Producer Jack Wrather’s retreat for Hollywood pals
The terrace was converted from a badminton court, a leftover from the old Horizon Hotel, a property originally built by renowned architect William F. Cody in 1952. Producer Jack Wrather (Lassie, The Lone Ranger) had it built as a retreat for his Hollywood pals, including Betty Grable and Marilyn Monroe. Also: the Reagans and Nixons.
Wrather’s retreat became a dedicated hotel in the 1970s, and after a few decades, grew a bit rundown. Designer Steve Hermann remastered the three-acre property in 2015. The $5 million renovation transformed 25 bungalows into exclusive private residences set amid dozens of water features, fire pits, blazing torches, and an infinity-edge pool.
A James Beard Award-nominated chef
Chef Garrett Melkonian currently oversees SO•PA; his last restaurant was Seattle’s Mamnoon, a “modern union of middle eastern cuisines.” At SO•PA, you’ll notice some of that influence (try the whipped labneh, done expertly with Taggiasca olives, citrus, and thyme.)
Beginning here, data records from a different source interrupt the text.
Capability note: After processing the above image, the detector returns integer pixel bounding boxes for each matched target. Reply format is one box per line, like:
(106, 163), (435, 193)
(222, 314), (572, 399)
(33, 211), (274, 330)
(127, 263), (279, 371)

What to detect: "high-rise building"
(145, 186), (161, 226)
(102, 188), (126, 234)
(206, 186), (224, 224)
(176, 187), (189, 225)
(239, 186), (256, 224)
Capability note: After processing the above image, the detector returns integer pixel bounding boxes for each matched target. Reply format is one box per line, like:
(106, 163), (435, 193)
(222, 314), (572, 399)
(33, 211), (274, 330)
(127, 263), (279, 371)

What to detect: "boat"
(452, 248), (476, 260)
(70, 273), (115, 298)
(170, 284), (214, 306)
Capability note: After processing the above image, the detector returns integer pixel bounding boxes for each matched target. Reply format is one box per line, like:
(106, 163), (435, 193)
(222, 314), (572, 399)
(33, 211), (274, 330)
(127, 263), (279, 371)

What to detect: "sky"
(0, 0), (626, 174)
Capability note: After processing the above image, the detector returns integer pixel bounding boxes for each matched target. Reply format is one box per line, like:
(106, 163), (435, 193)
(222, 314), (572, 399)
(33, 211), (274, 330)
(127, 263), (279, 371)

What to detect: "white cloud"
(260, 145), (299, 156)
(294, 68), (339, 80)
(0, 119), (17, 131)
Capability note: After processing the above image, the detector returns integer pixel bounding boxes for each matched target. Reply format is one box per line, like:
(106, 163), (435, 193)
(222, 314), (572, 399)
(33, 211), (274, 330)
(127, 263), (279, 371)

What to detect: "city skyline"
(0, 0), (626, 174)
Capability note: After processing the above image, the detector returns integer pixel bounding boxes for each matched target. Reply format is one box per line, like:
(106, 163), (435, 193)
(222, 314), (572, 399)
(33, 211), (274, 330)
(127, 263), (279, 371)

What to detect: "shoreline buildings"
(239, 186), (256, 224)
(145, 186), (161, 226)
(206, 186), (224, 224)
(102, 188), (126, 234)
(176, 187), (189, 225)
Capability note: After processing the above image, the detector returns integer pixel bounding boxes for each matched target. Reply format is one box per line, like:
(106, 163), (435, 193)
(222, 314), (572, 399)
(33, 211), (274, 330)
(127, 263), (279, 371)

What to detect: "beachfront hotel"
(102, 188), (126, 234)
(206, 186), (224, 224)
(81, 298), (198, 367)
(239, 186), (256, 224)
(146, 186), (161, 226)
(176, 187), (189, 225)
In 2014, Melkonian was nominated for the James Beard Award for Best Chef of the Northwest.
The meal begins
For starters, our party had the marinated olives (Marcona almonds, charred bread), heirloom chicories, burrata, and the “Pommes Paillasson.” The olives were bathed in a light blend of oils – nice, and the burrata was spritzed with a 25-year-aged balsamic, lending a bright, as well as slightly sweet, tone.
The pommes: a crispy potato confit done up in brown butter, a “Yuzu Kosho” hollandaise (a Japanese seasoning with chiles as well as zest and juice from the citrus, yuzu). Also: white sturgeon caviar.
For main courses, we sampled the lasagna, acorn squash, duck breast, and wild Alaskan sockeye salmon.
From comfort food to a signature dessert
The lasagna was one big chunk o’comfort food – a beautiful crispy crust, crunchy top and hearty middle that included mushroom duxelle, fromage blanc, truffle tremor (a soft-ripened goat’s cheese), cauliflower puree and lemon leaf.
The acorn squash harbored subtle flavors – complex and intriguing (thyme, pumpkin seed oil, cranberry, saffron, maitake mushroom), but the jasmine rice was overcooked.
The duck breast arrived in a sweet and sour glaze, parsnip and tripled fried rice – no complaints, as with the salmon: a pepper paste marinade and wrapped in Swiss chard with stewed garbanzo and Castelvetrano olives, which Bon Appétit calls “the best olives, hands down.”
Dessert brought SO•PA’s signature pear sorbet with honeycomb, anchoring the dish with a natural essence.
We chatted up our waiter, Shahram (“just call me Ken”). He told us of his Persian-Japanese heritage (his mother is from Okinawa). He mused of one day opening a taco stand in Okinawa, “some sort of Persian-Japanese” fusion, he said. “They only do standard beef tacos there.”
We encouraged Shahram’s dream of an Okinawa taco stand, and we promised to visit.